Video by Red Hot Chili Peppers
- Released: 2001
- Recorded: 2000
- Genres: Alternative rock, funk rock
- Length: 1:09:29
- Label: Warner Bros.

Red Hot Chili Peppers chronology
| What Hits!? (1992) | Off the Map (2001) | Live at Slane Castle (2003) |

Live releases video chronology
| Psychedelic Sexfunk Live from Heaven (1990) | Off the Map (2001) | Live at Slane Castle (2003) |

= Off the Map (video) =

Off the Map is a VHS and DVD released by the American alternative rock band Red Hot Chili Peppers in 2001, two years following the release of their seventh studio album, Californication. The video runs as a full concert but is edited to include parts from various concerts from the band's 2000s North American tour.

While being the first official live release from the band, it also is their only live CD/DVD to have live performances of songs from the album Uplift Mofo Party Plan.

During "Me and My Friends", Foo Fighters members Dave Grohl and Taylor Hawkins prank Chad Smith as revenge for Smith's pranks prior to the show, causing the band to screw up at the end.

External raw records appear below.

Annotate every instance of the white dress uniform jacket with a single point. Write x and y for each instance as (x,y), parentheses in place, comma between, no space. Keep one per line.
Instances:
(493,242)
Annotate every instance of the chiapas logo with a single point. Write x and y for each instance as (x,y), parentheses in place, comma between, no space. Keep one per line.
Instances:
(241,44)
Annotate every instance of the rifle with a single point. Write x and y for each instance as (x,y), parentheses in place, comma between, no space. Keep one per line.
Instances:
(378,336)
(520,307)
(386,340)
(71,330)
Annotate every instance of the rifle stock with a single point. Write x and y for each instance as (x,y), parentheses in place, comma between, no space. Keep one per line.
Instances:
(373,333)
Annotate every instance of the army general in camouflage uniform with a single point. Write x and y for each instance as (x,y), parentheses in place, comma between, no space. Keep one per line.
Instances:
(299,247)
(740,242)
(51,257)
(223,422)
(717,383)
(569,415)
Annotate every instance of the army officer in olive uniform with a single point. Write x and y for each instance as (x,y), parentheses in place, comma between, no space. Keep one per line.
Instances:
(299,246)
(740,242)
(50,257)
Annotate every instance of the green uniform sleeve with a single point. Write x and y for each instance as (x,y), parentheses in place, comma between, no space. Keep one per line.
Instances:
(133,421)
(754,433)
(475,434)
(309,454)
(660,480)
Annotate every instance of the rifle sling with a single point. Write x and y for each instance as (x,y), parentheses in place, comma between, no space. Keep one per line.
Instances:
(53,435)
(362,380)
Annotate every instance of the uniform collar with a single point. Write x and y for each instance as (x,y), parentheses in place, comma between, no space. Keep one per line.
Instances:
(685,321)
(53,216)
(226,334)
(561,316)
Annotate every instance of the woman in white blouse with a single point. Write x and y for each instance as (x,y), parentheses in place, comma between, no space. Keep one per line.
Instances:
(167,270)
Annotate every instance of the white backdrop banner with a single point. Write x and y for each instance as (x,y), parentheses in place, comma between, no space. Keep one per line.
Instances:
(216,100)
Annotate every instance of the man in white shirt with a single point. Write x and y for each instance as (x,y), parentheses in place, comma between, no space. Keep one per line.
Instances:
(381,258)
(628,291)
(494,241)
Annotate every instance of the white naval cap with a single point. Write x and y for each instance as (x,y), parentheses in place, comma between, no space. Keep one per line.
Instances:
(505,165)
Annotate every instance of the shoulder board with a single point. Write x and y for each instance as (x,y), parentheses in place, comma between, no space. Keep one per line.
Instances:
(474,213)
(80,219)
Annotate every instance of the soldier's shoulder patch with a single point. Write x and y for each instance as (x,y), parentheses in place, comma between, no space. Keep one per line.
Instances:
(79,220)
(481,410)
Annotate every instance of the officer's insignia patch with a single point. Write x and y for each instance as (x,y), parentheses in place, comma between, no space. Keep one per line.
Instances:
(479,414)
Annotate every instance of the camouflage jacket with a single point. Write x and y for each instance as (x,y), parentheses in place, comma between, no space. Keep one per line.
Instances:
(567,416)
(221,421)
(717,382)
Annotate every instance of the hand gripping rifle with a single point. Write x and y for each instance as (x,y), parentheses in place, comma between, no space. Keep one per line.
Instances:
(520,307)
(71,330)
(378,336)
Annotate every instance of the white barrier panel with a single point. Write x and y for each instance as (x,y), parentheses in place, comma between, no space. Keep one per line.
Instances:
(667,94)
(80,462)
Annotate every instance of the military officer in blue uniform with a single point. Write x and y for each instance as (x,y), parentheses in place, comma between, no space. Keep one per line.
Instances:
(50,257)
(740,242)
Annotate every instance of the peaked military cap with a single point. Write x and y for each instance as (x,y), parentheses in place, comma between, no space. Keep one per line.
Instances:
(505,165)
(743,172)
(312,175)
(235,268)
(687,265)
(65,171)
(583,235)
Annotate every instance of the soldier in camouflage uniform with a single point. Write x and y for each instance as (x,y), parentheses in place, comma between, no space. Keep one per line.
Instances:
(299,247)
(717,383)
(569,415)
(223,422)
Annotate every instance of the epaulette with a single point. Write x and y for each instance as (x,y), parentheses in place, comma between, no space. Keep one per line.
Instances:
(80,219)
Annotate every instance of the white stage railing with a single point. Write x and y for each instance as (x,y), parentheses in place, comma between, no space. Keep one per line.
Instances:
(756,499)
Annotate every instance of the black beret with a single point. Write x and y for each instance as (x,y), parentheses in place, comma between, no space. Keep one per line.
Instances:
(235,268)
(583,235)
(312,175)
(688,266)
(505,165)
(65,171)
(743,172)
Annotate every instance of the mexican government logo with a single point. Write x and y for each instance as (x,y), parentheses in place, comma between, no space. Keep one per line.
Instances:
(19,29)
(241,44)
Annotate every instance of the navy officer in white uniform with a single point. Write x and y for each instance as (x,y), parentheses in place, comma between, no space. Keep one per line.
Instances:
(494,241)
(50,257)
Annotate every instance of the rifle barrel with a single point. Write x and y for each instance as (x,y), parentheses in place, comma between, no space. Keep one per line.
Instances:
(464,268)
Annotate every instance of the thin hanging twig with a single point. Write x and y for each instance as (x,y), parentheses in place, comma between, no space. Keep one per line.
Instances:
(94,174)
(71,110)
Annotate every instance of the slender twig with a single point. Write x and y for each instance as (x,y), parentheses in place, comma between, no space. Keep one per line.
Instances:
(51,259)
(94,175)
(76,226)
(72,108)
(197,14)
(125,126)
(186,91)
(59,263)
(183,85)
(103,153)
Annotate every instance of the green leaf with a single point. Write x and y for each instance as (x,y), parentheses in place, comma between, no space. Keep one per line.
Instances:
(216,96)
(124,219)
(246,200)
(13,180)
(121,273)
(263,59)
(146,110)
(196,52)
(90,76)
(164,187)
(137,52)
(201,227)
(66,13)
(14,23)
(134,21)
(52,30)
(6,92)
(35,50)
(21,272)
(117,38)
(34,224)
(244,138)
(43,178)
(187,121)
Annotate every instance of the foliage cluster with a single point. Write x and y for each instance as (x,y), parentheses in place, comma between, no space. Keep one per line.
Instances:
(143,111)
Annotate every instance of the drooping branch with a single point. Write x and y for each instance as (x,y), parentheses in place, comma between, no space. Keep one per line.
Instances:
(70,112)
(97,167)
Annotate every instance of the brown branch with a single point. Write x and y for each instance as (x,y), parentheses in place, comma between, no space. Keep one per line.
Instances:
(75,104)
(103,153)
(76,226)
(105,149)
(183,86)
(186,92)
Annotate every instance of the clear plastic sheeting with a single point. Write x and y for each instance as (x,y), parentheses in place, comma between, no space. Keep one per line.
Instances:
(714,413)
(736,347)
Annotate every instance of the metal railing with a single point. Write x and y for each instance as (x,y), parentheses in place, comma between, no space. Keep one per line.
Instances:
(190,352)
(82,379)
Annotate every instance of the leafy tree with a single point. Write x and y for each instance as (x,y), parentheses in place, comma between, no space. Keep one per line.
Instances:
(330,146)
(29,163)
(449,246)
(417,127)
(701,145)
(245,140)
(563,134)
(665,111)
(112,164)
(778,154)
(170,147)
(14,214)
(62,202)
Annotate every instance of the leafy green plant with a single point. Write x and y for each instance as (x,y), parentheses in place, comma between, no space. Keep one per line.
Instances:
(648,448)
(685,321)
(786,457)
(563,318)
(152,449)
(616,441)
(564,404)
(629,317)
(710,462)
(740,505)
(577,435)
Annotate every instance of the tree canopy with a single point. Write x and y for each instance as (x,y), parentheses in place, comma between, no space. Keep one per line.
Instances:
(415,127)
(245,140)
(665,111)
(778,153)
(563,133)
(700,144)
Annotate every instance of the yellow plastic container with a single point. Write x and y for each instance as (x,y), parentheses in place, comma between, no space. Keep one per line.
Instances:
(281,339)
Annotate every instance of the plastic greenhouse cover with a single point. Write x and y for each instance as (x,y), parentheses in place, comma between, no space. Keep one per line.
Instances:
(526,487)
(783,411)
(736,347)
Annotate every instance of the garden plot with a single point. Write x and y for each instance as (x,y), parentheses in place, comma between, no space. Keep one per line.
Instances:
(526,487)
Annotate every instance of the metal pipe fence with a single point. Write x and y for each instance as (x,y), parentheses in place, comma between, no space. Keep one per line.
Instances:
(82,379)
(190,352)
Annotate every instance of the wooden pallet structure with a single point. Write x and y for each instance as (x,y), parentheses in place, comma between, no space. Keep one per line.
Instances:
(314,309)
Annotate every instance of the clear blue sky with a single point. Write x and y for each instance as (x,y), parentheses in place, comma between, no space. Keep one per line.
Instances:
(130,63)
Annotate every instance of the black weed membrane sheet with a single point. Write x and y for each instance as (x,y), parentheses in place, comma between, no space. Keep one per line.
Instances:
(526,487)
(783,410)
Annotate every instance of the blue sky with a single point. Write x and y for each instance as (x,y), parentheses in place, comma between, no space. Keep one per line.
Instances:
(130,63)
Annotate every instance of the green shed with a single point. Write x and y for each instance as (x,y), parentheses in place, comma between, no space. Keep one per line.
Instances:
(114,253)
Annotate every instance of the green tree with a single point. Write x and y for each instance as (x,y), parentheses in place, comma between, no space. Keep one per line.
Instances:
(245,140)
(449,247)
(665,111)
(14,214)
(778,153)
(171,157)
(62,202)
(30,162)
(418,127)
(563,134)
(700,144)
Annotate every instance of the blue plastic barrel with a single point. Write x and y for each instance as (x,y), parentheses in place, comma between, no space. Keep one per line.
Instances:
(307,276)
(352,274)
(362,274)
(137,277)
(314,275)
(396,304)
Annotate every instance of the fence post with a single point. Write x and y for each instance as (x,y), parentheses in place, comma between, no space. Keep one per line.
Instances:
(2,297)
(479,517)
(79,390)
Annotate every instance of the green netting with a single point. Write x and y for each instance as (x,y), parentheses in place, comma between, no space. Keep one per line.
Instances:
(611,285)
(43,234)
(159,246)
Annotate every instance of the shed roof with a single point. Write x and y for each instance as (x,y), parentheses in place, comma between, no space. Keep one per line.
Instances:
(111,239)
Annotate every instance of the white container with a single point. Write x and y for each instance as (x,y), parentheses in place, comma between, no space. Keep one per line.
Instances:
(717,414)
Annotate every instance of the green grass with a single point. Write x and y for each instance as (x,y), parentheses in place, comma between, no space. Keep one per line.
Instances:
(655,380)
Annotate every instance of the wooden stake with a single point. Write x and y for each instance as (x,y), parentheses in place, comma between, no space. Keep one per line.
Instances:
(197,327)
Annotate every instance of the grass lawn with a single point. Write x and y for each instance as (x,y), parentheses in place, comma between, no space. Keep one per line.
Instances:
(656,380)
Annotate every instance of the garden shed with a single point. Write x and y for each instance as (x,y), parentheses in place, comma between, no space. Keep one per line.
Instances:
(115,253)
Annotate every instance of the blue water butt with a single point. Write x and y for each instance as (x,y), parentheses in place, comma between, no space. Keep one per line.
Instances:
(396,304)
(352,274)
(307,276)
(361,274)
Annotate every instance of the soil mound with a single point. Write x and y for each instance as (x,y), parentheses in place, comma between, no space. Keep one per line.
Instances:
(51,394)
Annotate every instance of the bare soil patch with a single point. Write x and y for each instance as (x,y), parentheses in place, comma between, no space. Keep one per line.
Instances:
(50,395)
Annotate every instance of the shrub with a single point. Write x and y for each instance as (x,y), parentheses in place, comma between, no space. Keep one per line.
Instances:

In 2003, Off the Map was certified platinum in Australia. In 2008, it was certified Gold in United States. The material was also certified Gold in Brazil and United Kingdom.

==Track listing==
1. Opening
2. "Around the World"
3. "Give It Away"
4. "Usually Just a T-Shirt #3"
5. "Scar Tissue"
6. "Suck My Kiss"
7. "If You Have to Ask"
8. "Subterranean Homesick Blues"
9. "Otherside"
10. "Blackeyed Blonde"
11. "Pea"
12. "Blood Sugar Sex Magik"
13. "Easily"
14. "What Is Soul?"
15. (The Jam)
16. "Fire"
17. "Californication"
18. "Right on Time"
19. "Under the Bridge"
20. "Me and My Friends"

===Bonus footage===
- Pre-show backstage footage
- Interview footage
- Additional live footage:
1. "Skinny Sweaty Man"
2. "I Could Have Lied"
3. "Parallel Universe"
4. "Sir Psycho Sexy"
5. "Search and Destroy"

==Personnel==
- Red Hot Chili Peppers
- Anthony Kiedis – lead vocals
- Flea – bass guitar, backing vocals (lead vocals on "Pea")
- John Frusciante – guitar, backing vocals (lead vocals on "Usually Just a T-Shirt #3")
- Chad Smith – drums

- Additional personnel
- Louie Mathieu – road production coordinator
- Dave Rat – recording engineer
- Jim Scott – mixing
- Dick Rude – concert director, producer and photographer
- Arnaud Gerardy – video editor
- Robert Fisher – design
- Anthony Glasser – additional photography
- Tony Woolliscroft – photography

==Certifications==

| Region | Certification | Certified units/sales |
| Australia (ARIA) | 2× Platinum | 30,000^{^} |
| Brazil (Pro-Música Brasil) | Gold | 25,000^{*} |
| United Kingdom (BPI) | Gold | 25,000^{*} |
| United States (RIAA) | Gold | 50,000^{^} |
^{*} Sales figures based on certification alone. ^{^} Shipments figures based on certification alone.